Nagaraj Akarsh, Kejriwal Mayank
University of Southern California, Information Sciences Institute, 4676 Admiralty Way, Suite 1001, Marina del Rey 90292 CA, United States.
Data Brief. 2022 Feb 2;41:107905. doi: 10.1016/j.dib.2022.107905. eCollection 2022 Apr.
Recent discourse has highlighted significant gender disparity in many aspects of economic, social and cultural life. With the advent of advanced tools in Artificial Intelligence (AI) and Natural Language Processing (NLP), there is an opportunity to use computational and digital tools to analyze corpora, such as copyright-expired literature in the pre-modern period (defined herein as books published approximately between 1800 and 1950) from the Project Gutenberg corpus. Nevertheless, there are challenges in using such tools, especially for maintaining high-enough quality to explore interesting hypotheses. We present a dataset and materials that illustrate how modern processes in NLP can be used on the raw text of more than 3,000 literary texts in Project Gutenberg to (i) extract characters and pronouns from the text with high quality, (ii) disambiguate characters so that they are not overcounted, (iii) detect the gender of each character. Furthermore, we also used manual labeling to determine the genders of authors who have published these texts, and published the labels as part of the dataset to facilitate future digital humanities research.

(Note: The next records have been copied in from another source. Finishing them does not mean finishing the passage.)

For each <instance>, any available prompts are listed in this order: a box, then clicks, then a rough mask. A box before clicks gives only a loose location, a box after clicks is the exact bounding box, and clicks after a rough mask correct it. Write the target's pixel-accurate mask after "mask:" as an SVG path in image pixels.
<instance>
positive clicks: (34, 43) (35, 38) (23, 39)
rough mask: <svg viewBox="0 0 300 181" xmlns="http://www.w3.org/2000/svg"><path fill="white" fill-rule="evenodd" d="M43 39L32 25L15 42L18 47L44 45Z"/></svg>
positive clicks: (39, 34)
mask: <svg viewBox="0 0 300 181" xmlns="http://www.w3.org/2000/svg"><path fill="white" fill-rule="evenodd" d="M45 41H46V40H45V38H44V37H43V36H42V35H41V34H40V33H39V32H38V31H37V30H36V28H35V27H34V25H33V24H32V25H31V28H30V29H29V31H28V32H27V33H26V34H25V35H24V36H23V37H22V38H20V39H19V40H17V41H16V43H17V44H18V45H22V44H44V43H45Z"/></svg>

近期的论述突出了经济、社会和文化生活诸多方面存在的显著性别差异。随着人工智能(AI)和自然语言处理(NLP)先进工具的出现,有机会利用计算和数字工具来分析语料库,比如古登堡计划语料库中前现代时期(本文定义为大约在1800年至1950年间出版的书籍)版权已过期的文献。然而,使用此类工具存在挑战,尤其是要保持足够高的质量以探究有趣的假设。我们展示了一个数据集和相关材料,阐述了如何将NLP的现代方法应用于古登堡计划中3000多篇文学文本的原始文本,以(i)高质量地从文本中提取人物和代词,(ii)消除人物歧义,使其不被重复计算,(iii)检测每个人物的性别。此外,我们还通过人工标注来确定发表这些文本的作者的性别,并将这些标注作为数据集的一部分发布,以促进未来的数字人文研究。